Ten years ago today, an unnoticed article was posted on an unknown website with a simple message: Welcome to Entrevestor.

Yes, today is the 10th Anniversary of the launch of Entrevestor, and we’ve spent a nostalgic week thinking back to the early days of the venture. The past 10 years have been fantastic, and we’re really looking forward to what’s ahead. We’re staying in the region, and hope to increase our staff and programs in the coming months. (More on that below.)

It took a year or two for us to find our feet, and the early days were shaky. Entrevestor started when Shawn Hirtle, the Head of Communications at Nova Scotia Business Inc., suggested in the summer of 2011 that we launch a news site to report on the new tech startups that were gaining momentum.

It seemed like a good idea. I’d already been working with Bob Williamson of the Jameson Group on Invest Atlantic, which had launched in 2010, and saw the potential in the sector. Bob had wisely insisted from the word go that Invest Atlantic be a regional, not local, event, and Carol and I similarly set out to launch a regional news site covering startups.

The community and its ecosystem were vastly different then. Radian6 had just announced its $326 million exit, so there was a lot of excitement, but there were no links between the startup groups in the four provinces. Propel ICT was on the cusp of launching its first accelerator, Launch36. Mary Kilfoil and Ed Leach had yet to launch their startup courses at Dalhousie. The big events were I-3 in Nova Scotia and Breakthru in New Brunswick.

And there wasn’t a lot of startup news. We told people in those days that we would write one article a week and a string of briefs when we had enough material. One New Brunswick veteran of the sector told me we’d never find that much news.
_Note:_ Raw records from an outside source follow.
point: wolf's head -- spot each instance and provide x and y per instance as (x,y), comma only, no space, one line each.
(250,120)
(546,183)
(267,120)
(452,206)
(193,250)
At first, that was a shrewd observation. A day after announcing our launch, we posted something saying Invest Atlantic would return that year. Then 10 days later, we had our first interview with an actual founder – Yan Simard of Fredericton’s Zaptap. (Simard is now CEO of Kognitv Spark). My interviews in September that year included one with 23-year-old Patrick Hankinson, who had launched a company called Compilr, which he would sell several years later for more than $20 million.

It was slow going and we didn’t think Entrevestor was going to sustain our family. In March 2012, I accepted a position with a financial firm in Calgary and we got ready to head out West. Then two things happened. First, readership and interested started to grow in Entrevestor, and not just in Nova Scotia. And second, securities regulators busted the financial company and the division I was going to be working in got shut down. We stayed in Atlantic Canada.

In the ensuing nine years, we were propelled forward by the surging growth and success of innovation-driven companies in Atlantic Canada. We experimented and tried new things. We tried expanding into Kitchener-Waterloo in 2015, but had to retreat because the economics just didn’t work.   

The smartest move we made was beginning to build the Entrevestor Databank and produce our annual Atlantic Canada Startup Data report. It’s a premium product that generates the revenue we need to provide free news.

Our competition has risen dramatically in 10 years. Journalists’ interest in innovation in the region has increased several-fold. Organizations like the Allnovascotia.com group and CBC St. John’s are doing great work covering startups. Our valiant team of three still breaks news, but we don’t own the space like we used to.

In the last decade, we’ve also had a lot of fun and made many friends. The startup story writ large has been good news, but we’ve covered some failures and controversy. My favorite story was our profile of Kirt McMaster, the Cape Bretoner who was aiming to put “a bullet through Google’s head” with a cell phone operating system that would compete with Android.

My favorite photo was this shot of Matt Vance, Founder of Matt’s Got Balls (later Castaway Golf). This company, which retrieved golf balls from water hazards, was also responsible for my favourite headline: “Matt’s Got Balls – And Great Margins”.

My favourite quote came from a Waterloo-based entrepreneur, Chanakya Ramdev, whose company SweatFree Apparel made shirts that would never develop armpit stains: “The opportunity to attack the atrocity of sweat stains is a super cool thing to do,” Ramdev told me in December 2015. “If 10 years from now, no one in this world suffers from sweat stains, I think that’s a great way to spend 10 years.”

Entrevestor now is in growth mode. Though Carol and I had been planning to move to the UK and spend summers in Nova Scotia, we’ve changed our plans and will be based in Atlantic Canada for the foreseeable future. We’ve moved to Bedford, NS (what a great spot!) and hope to hire again before too long.

Our reporter Avery Mullen and I are working hard on developing a Canadian Oceantech Databank, which will underpin our growing coverage of ocean technology. One thing I find interesting as a journalist is that when we identify a coverage area we want to grow, the first thing we do is develop a databank on that sector. It shows that we’ve learned a thing or two in the past 10 years.

In closing, Carol and I would like to thank all the people and organizations who have supported us in the past decade – including all the founders who fill out our surveys each year. We couldn’t survive without them. We like to think of ourselves as a traditional community newspaper, except for the tech community. And we are thankful for the way the community has rallied around us.